You can’t go to Northern California and not take time out to checkout Redwoods and Sequoias some of Earth’s oldest and tallest trees! On holiday vaccay easier this year to San Francisco, Hawaii and the Big Sur, we wanted to see for ourselves these amazing trees.
Yosemite and Sequoia National Parks were under snow and when P looked to see how far Hawaii was from California, Hawaii won. Luckily just north of San Francisco is Muir Woods and Muir Woods National Monument, a National Park filled with Coast Redwoods and Giant Sequoias.
Most of the photos are noisy with ISO as it was my first time shooting in such light. I wasn’t sure of the levels shutter speed or aperture so please excuse the noise and look of some photos. As usual I’m a bad editor cutting down photos.

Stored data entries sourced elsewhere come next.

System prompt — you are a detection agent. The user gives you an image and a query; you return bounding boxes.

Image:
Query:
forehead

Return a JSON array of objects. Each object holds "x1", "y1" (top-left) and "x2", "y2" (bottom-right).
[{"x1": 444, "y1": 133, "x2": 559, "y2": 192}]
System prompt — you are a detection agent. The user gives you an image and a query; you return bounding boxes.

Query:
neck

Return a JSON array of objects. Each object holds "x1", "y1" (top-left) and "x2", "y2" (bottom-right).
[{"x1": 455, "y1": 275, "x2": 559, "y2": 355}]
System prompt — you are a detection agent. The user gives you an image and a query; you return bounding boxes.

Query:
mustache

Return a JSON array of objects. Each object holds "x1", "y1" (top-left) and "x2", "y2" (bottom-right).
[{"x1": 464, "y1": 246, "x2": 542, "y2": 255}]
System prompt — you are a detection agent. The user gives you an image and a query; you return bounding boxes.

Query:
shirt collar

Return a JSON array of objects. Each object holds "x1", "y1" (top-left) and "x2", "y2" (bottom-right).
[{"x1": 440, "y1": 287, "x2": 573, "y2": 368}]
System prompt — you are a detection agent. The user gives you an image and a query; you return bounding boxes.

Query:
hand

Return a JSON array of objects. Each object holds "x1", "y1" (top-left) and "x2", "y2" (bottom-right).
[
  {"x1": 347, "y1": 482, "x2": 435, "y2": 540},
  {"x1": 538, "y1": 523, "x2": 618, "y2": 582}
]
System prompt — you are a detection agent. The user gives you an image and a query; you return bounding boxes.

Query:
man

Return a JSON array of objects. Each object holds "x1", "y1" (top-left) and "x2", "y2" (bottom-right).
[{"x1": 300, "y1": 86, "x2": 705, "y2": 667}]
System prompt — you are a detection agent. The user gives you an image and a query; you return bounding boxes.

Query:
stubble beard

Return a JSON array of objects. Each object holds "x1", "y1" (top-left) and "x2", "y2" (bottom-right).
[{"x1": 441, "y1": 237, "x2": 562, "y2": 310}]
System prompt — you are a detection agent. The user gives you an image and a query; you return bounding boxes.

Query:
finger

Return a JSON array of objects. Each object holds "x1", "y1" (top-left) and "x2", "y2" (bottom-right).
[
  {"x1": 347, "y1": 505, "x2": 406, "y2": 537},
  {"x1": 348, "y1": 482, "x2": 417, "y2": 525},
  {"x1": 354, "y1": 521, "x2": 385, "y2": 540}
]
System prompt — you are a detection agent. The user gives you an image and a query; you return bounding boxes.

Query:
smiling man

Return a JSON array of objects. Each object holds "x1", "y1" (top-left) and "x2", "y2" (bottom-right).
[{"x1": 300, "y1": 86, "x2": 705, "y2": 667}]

If driving there you have to book up in advance the parking ticket. No advance ticket, no entry. About 1-2km from the park are signs reminding you last chance to book up before as there’s no mobile or wifi coverage once in the park. Parking is $8.50, entrance $15 per person. Under 15’s free. A shuttle bus is available from near by towns.
The main show is the monument, a mostly boarded loop trail in the thickest darkest part of the forest. Redwoods are the stars here. I wanted to do the Panoramic Trail (once the ocean view walk before the trees grew blocking the vista) however time was an issue before the park closed. A ranger recommend the Canopy trail, a 4.8km/3mi approx 2 hours hike that connects with Lost Trail and and part of Fern Creek trail looping back to the entrance. He mentioned it’s great for lefties. Being mixed handed I loved the trial until it looped back in favour of righties. The path flowed. We got there around midday on a Sunday with the trial already getting busy. If you want peace and quiet, no human voices go early. It was so obvious we were the tourists in our winter coats while the locals were in t-shirts and tank tops. No way was it warm enough! It was the same temps as back in Barcelona and everybody there was in winter coats.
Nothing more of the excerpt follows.